I've cut out the parts that I don't have a direct disagreement with. It was not to make your post seem less coherent.
You are however missing the point here. I'm not talking about videos that are recorded in 24 (or 30) FPS then "upscaled" to 60 fps, I'm talking about videos that are actually recorded at 60 fps and been at 60 fps all the way from the camera to your display. This is what looks really good.
The amount of "frames" you can process is not something that is limited by your eyes. This is dependent on the type of data you need to process as well as how good you are at processing visual data. This is a skill that can, to a certain extent, be trained. The most prime example is a Formula 1 driver, who typically can process many times more visual information per second than most people can. If you fed 15 frames per second to a F1 driver, I can assure you that this driver will be missing a *ton* of information that his (or her) brain was accustomed to having available for processing before.
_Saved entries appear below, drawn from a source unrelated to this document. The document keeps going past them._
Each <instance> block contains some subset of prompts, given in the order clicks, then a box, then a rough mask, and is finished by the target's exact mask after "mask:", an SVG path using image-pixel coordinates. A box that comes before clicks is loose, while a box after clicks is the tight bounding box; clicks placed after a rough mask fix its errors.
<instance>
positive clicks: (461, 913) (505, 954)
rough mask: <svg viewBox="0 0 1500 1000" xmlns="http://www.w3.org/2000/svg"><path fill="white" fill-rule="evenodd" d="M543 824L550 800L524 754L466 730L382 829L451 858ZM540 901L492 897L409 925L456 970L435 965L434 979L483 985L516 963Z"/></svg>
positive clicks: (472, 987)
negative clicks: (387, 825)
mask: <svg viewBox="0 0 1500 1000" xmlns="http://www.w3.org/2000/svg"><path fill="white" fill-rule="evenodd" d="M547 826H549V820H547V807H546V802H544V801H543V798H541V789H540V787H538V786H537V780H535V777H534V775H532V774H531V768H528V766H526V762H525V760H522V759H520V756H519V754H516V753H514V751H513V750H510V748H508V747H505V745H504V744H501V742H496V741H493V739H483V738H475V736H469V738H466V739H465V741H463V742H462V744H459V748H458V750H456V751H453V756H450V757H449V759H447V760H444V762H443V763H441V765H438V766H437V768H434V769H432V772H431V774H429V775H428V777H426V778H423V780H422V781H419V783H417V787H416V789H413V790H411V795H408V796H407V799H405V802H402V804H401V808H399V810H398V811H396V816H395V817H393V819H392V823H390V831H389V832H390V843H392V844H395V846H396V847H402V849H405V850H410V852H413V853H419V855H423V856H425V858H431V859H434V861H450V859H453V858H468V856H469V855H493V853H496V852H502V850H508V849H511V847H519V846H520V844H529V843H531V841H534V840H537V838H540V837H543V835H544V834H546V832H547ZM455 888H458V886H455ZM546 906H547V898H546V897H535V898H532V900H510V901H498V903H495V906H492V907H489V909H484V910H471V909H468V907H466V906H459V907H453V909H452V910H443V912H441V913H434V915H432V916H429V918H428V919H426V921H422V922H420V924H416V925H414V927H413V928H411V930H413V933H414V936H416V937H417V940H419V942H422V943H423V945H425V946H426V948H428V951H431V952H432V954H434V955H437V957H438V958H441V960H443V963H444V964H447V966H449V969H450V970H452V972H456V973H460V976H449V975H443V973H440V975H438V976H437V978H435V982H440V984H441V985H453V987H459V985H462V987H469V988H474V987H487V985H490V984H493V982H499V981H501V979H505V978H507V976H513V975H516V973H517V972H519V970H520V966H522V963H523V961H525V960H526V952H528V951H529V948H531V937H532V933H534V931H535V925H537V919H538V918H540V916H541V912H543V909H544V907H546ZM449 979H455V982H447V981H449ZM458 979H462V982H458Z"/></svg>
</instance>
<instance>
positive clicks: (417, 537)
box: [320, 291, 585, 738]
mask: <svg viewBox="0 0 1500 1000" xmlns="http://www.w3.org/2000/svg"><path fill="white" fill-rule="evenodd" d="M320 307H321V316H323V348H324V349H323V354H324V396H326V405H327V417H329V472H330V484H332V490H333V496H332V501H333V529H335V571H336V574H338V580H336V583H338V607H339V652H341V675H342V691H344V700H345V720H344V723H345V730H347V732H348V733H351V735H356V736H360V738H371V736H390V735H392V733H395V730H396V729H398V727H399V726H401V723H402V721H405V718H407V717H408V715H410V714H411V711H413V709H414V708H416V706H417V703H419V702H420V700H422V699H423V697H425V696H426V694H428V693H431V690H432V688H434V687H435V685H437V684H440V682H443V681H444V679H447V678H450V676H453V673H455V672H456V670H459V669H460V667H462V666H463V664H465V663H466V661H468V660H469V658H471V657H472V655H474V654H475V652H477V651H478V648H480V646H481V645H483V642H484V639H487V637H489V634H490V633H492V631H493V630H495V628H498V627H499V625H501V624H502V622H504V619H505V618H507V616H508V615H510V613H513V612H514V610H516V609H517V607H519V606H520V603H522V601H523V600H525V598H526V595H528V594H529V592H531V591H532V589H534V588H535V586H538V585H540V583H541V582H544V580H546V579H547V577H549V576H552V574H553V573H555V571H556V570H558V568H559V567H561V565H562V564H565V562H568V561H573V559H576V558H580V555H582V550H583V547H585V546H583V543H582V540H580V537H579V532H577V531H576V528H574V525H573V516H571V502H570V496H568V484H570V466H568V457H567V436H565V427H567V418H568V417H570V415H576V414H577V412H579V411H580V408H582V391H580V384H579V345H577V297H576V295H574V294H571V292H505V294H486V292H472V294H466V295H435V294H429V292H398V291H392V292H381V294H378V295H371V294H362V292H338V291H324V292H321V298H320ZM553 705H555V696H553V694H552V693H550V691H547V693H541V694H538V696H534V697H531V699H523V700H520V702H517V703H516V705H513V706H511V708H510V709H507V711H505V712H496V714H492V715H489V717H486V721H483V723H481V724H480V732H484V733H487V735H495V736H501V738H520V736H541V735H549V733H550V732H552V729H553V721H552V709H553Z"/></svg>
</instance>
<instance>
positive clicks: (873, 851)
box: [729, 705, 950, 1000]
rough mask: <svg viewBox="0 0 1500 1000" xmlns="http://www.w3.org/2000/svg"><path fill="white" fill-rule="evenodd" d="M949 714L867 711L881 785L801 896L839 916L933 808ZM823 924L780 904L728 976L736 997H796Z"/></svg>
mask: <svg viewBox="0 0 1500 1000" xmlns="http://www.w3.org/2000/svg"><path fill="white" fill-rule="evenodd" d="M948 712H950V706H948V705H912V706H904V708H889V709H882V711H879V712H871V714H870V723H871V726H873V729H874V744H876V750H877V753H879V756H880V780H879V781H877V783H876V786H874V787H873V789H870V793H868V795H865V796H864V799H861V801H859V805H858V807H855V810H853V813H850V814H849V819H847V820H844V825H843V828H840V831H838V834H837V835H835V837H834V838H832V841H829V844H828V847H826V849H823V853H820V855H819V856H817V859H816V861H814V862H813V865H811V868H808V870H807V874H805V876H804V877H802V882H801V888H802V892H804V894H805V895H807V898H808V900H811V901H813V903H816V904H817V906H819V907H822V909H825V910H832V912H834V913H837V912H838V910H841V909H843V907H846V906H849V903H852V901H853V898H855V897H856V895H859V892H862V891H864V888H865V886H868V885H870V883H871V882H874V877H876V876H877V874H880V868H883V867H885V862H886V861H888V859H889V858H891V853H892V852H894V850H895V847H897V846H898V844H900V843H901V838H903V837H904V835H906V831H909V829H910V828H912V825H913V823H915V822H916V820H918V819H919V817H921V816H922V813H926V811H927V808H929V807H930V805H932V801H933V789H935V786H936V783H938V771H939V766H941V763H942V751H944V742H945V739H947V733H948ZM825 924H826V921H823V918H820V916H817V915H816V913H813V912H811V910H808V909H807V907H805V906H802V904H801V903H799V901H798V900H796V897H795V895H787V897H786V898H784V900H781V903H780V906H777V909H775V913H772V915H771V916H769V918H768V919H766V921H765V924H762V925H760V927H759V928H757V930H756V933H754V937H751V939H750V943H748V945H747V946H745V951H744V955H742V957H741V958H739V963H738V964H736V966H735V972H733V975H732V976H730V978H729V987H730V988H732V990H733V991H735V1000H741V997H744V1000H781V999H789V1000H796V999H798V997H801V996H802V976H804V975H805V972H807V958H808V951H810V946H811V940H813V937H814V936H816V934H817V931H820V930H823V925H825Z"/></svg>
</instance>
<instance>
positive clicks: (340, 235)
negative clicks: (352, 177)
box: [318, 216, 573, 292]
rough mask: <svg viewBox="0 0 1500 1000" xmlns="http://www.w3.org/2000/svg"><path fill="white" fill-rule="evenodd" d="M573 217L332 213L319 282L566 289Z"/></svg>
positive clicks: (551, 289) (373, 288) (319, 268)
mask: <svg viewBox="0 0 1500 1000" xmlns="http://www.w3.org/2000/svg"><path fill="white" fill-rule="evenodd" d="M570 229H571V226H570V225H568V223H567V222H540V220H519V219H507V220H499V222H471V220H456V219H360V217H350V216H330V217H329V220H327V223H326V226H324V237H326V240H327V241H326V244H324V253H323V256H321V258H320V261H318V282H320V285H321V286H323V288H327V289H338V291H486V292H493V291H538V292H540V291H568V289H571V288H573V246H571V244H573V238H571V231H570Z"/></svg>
Because eyes do not work in clean, separate frames, those faint visual changes that an extremely quick movement would give you can also be processed as visual data in your brain. These faint registrations that would not normally qualify as a "whole frame" can give you enough information for your brain to decide if further investigation of the object is worth doing. The eye can then "lock on" to the object for just enough time to properly identify it.
If this rapidly moving object was recorded with a 24fps camera, the entire object's movement would be just a blurred mess, and no amount of movement tracking done by your eyes would be able to stabilize it and get a clear image of what you're looking at. If it was captured with let's say something really crazy like 200 fps and displayed to you at that framerate, the same object would still have been a blurry mess as it was moving around, but your eyes could lock on to it and give you a clear image just like you would be able to do in real life, while everything that wasn't moving would become a blurry mess instead.
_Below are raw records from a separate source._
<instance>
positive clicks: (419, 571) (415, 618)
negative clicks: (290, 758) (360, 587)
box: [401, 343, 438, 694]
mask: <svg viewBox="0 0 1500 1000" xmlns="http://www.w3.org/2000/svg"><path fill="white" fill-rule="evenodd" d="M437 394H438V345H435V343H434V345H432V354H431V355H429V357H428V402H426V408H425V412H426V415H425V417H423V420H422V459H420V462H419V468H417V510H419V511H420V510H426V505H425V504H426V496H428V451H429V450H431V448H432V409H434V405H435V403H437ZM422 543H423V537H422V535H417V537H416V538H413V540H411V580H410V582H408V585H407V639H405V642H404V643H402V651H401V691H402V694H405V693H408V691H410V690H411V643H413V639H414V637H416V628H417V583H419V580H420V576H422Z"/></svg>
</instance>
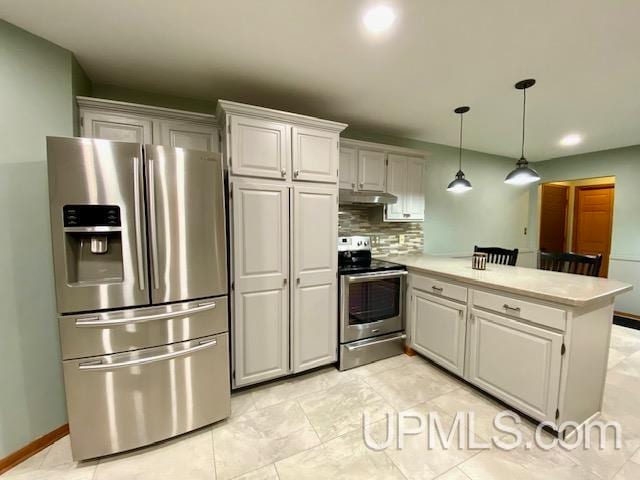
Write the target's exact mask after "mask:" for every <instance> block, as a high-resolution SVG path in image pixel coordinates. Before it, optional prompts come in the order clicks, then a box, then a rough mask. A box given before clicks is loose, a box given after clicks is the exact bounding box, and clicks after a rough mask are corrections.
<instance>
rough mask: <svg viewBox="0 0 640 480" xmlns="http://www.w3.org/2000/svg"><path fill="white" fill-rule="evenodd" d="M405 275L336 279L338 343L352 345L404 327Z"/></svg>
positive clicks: (346, 276)
mask: <svg viewBox="0 0 640 480" xmlns="http://www.w3.org/2000/svg"><path fill="white" fill-rule="evenodd" d="M406 275H407V272H406V271H403V270H397V271H389V272H374V273H361V274H358V275H343V276H342V277H341V279H340V292H341V294H340V297H341V298H340V342H341V343H346V342H352V341H354V340H360V339H363V338H370V337H375V336H378V335H384V334H386V333H391V332H397V331H400V330H402V329H403V328H404V291H405V278H406Z"/></svg>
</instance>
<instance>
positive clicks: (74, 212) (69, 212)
mask: <svg viewBox="0 0 640 480" xmlns="http://www.w3.org/2000/svg"><path fill="white" fill-rule="evenodd" d="M62 214H63V217H64V226H65V227H120V226H122V224H121V221H120V207H118V206H117V205H65V206H64V207H62Z"/></svg>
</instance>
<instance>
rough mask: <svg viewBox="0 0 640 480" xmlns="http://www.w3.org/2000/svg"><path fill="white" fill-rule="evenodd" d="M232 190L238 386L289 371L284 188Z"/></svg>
mask: <svg viewBox="0 0 640 480" xmlns="http://www.w3.org/2000/svg"><path fill="white" fill-rule="evenodd" d="M232 191H233V196H232V200H231V212H232V213H231V221H232V229H233V230H232V231H233V251H232V252H231V253H232V255H231V258H232V262H233V288H232V295H233V298H234V301H233V305H234V312H233V318H232V322H231V323H232V334H233V342H234V347H235V348H234V351H233V356H234V370H235V374H234V385H235V386H241V385H248V384H251V383H256V382H261V381H264V380H268V379H270V378H275V377H280V376H282V375H286V374H287V373H288V372H289V285H288V283H289V281H288V280H289V188H287V187H285V186H280V185H273V184H272V185H267V184H259V183H253V182H234V184H233V185H232ZM334 244H335V242H334Z"/></svg>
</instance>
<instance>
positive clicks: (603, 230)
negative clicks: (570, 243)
mask: <svg viewBox="0 0 640 480" xmlns="http://www.w3.org/2000/svg"><path fill="white" fill-rule="evenodd" d="M613 196H614V187H613V185H598V186H593V187H592V186H589V187H576V193H575V211H574V221H573V224H574V230H573V250H574V252H576V253H583V254H588V255H594V254H598V253H601V254H602V266H601V267H600V276H601V277H606V276H607V273H608V270H609V254H610V252H611V228H612V222H613Z"/></svg>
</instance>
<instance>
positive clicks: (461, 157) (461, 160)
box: [458, 113, 464, 171]
mask: <svg viewBox="0 0 640 480" xmlns="http://www.w3.org/2000/svg"><path fill="white" fill-rule="evenodd" d="M462 117H464V114H462V113H461V114H460V148H459V149H458V165H459V166H458V170H460V171H461V170H462Z"/></svg>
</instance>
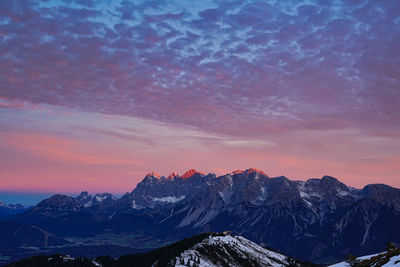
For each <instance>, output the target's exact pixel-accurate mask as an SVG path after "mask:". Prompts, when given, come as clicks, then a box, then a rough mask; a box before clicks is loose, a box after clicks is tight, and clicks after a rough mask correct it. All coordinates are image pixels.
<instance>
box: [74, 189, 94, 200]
mask: <svg viewBox="0 0 400 267" xmlns="http://www.w3.org/2000/svg"><path fill="white" fill-rule="evenodd" d="M90 197H91V196H90V195H89V193H88V191H83V192H81V193H80V194H79V196H77V197H76V199H78V200H85V199H88V198H90Z"/></svg>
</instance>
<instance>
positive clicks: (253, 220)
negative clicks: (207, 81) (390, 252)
mask: <svg viewBox="0 0 400 267" xmlns="http://www.w3.org/2000/svg"><path fill="white" fill-rule="evenodd" d="M187 174H188V175H183V176H179V175H175V174H174V175H172V176H170V177H169V178H168V177H167V178H165V177H164V176H159V175H155V174H149V175H146V177H145V178H144V179H143V180H142V181H141V182H140V183H139V184H137V186H136V188H135V189H133V190H132V191H131V192H130V193H126V194H125V195H124V196H122V197H121V198H119V199H116V198H114V197H112V196H109V195H99V197H100V198H99V200H100V199H103V197H104V199H103V200H102V201H96V202H95V199H97V198H96V197H95V196H94V197H93V196H92V197H89V196H88V195H87V194H85V193H83V194H81V196H80V197H78V198H71V197H67V196H61V195H57V196H54V197H52V198H49V199H48V200H45V201H43V202H42V203H39V204H38V205H37V206H36V207H34V208H33V209H31V210H29V211H27V212H26V213H24V214H21V215H18V216H15V220H17V221H18V220H20V221H23V220H25V221H26V220H29V221H31V222H34V223H38V226H39V227H41V228H43V229H45V230H48V231H50V232H53V233H56V234H59V232H58V231H60V230H58V229H61V227H63V228H62V234H61V236H63V237H67V236H77V235H79V233H78V232H77V231H78V230H77V229H82V228H84V227H86V228H85V229H87V230H85V232H84V233H85V235H88V236H90V235H91V236H95V235H98V234H102V233H104V232H107V233H116V234H122V233H132V234H136V233H140V234H142V235H145V236H146V237H148V238H153V239H154V240H177V239H181V238H184V237H188V236H192V235H194V234H198V233H202V232H205V231H214V232H221V231H224V230H230V231H232V232H233V233H234V234H238V235H242V236H244V237H246V238H248V239H249V240H251V241H253V242H255V243H257V244H261V245H265V246H268V247H272V248H275V249H279V250H280V251H282V252H283V253H284V254H286V255H290V256H294V257H296V258H300V259H304V260H308V261H312V262H317V263H332V262H335V261H338V260H342V259H344V258H345V257H346V256H347V255H348V254H353V255H366V254H373V253H376V252H379V251H382V250H384V249H385V246H386V243H387V242H388V241H395V242H396V241H400V231H398V225H400V190H399V189H396V188H392V187H390V186H386V185H378V184H376V185H368V186H366V187H364V188H363V189H355V188H352V187H349V186H346V185H345V184H343V183H341V182H340V181H338V180H337V179H336V178H334V177H330V176H323V177H322V178H321V179H316V178H312V179H309V180H307V181H292V180H289V179H288V178H286V177H284V176H281V177H268V176H267V175H266V174H265V173H264V172H262V171H260V170H256V169H248V170H244V171H234V172H232V173H229V174H226V175H222V176H219V177H217V176H216V175H215V174H212V173H210V174H207V175H206V174H202V173H199V172H197V171H194V170H190V171H188V172H187ZM182 177H183V178H182ZM62 199H63V200H62ZM88 199H91V200H92V204H91V205H89V204H88V203H89V202H88ZM94 203H95V204H94ZM57 207H58V208H57ZM69 208H70V209H71V210H70V211H69V213H68V211H66V209H69ZM50 215H51V218H54V217H56V218H58V217H57V216H61V215H62V216H63V217H62V218H63V219H62V220H61V219H60V220H57V225H58V228H56V227H52V224H51V223H50V222H48V221H46V218H48V217H50ZM90 216H91V217H90ZM38 218H39V219H38ZM68 218H73V219H71V222H73V223H74V224H75V225H78V226H79V227H78V226H75V227H74V228H73V227H72V226H71V225H72V224H71V222H69V221H68ZM53 221H54V219H53ZM88 221H89V222H90V223H88ZM68 223H69V224H68ZM63 224H65V226H63Z"/></svg>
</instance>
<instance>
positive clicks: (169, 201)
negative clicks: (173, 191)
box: [153, 196, 185, 203]
mask: <svg viewBox="0 0 400 267" xmlns="http://www.w3.org/2000/svg"><path fill="white" fill-rule="evenodd" d="M184 198H185V196H180V197H175V196H169V197H153V201H157V202H164V203H175V202H178V201H181V200H183V199H184Z"/></svg>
Your eyes do this all the time in real life. They stabilize everything that moves that you want to detect more accurately. Your eyes can't do this if you're watching a low-fps recording of the real world, where motion blur distorts the image data permanently.
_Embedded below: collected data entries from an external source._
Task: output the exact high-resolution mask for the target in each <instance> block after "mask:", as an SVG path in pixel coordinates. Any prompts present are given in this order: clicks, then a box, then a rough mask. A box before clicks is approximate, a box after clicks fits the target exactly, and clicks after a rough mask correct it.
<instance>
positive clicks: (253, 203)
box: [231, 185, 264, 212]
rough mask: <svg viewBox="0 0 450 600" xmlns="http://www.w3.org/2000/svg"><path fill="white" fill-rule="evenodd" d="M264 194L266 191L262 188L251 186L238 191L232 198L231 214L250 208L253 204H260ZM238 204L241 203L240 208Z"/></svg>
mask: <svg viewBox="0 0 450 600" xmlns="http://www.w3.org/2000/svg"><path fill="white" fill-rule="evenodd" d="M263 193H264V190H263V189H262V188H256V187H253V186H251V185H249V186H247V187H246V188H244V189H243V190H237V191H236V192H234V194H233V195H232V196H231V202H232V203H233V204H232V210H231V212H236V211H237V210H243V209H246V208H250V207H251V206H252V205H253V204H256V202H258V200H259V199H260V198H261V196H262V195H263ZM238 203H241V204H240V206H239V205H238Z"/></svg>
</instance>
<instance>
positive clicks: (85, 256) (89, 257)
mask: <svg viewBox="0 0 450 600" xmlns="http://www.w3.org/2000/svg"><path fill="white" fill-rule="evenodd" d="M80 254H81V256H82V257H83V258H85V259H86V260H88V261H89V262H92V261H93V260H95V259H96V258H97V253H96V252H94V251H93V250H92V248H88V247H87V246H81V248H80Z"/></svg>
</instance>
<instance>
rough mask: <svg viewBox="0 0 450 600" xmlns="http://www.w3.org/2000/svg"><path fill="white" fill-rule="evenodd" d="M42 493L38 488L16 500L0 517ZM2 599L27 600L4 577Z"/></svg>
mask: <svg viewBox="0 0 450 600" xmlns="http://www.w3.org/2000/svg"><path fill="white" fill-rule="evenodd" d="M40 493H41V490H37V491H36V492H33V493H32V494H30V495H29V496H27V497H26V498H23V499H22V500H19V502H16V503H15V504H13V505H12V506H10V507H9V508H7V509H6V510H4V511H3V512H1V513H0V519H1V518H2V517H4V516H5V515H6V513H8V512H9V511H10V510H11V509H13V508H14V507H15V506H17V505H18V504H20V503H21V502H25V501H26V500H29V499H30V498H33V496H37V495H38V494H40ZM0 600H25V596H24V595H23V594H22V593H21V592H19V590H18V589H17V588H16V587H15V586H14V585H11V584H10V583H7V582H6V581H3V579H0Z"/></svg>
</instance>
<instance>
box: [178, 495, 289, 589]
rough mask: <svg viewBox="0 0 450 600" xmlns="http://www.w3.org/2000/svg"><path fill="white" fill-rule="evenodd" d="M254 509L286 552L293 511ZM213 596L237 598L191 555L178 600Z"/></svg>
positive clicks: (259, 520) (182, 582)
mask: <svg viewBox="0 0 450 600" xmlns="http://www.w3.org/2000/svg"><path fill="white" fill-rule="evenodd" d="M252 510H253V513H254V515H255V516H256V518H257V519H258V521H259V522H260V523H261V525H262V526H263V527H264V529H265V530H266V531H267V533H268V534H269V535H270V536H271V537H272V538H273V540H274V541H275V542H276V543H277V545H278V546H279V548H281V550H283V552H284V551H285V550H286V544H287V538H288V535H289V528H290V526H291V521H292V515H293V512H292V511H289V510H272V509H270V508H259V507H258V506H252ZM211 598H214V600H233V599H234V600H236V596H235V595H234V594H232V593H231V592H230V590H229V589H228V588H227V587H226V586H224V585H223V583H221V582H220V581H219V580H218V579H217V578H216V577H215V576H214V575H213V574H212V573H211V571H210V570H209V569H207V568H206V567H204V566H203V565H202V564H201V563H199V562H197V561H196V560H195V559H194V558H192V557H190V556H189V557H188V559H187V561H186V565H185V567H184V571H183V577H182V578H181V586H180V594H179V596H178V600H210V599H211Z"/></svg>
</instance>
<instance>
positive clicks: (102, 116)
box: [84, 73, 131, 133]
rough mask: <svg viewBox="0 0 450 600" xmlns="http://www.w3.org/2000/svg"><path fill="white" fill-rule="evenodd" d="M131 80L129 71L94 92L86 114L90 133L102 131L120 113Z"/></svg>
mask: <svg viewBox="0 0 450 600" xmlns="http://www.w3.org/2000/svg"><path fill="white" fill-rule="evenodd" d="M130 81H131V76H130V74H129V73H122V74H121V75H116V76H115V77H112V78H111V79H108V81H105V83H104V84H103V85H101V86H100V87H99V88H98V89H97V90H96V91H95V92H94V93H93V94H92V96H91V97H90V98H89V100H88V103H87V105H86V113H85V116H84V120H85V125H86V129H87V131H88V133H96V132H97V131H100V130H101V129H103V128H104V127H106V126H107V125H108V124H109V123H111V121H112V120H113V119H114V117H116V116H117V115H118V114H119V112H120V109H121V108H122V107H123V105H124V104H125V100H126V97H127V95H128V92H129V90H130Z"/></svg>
Playing action games at high framerates lets you do the same thing. Of course, it is not as important to the actual gameplay of FF14, because it's relatively slow paced and inhibited by latency, but you can still notice a much smoother experience if you move the camera around fast, and if another character runs past you really close to your camera. At a low framerate, an object moving past you close to the camera would be harder for the eyes to track if the entire run-by was just a total of 10 frames(1
/3rd of a second at 30fps), rather than 40 (1/3 of a second at 120fps). The eyes (or rather, your brain) would have had a lot more information to detect speed and direction with, and therefore be able to more easily lock your eyes on to the moving object to stabilize it.
-edit-
changed values in examples to reflect more practical situations.
Also, don't worry. I know exactly which specifications to look for when I buy my visual equipment. As you might have noticed, I have a more than average interest in how these things work.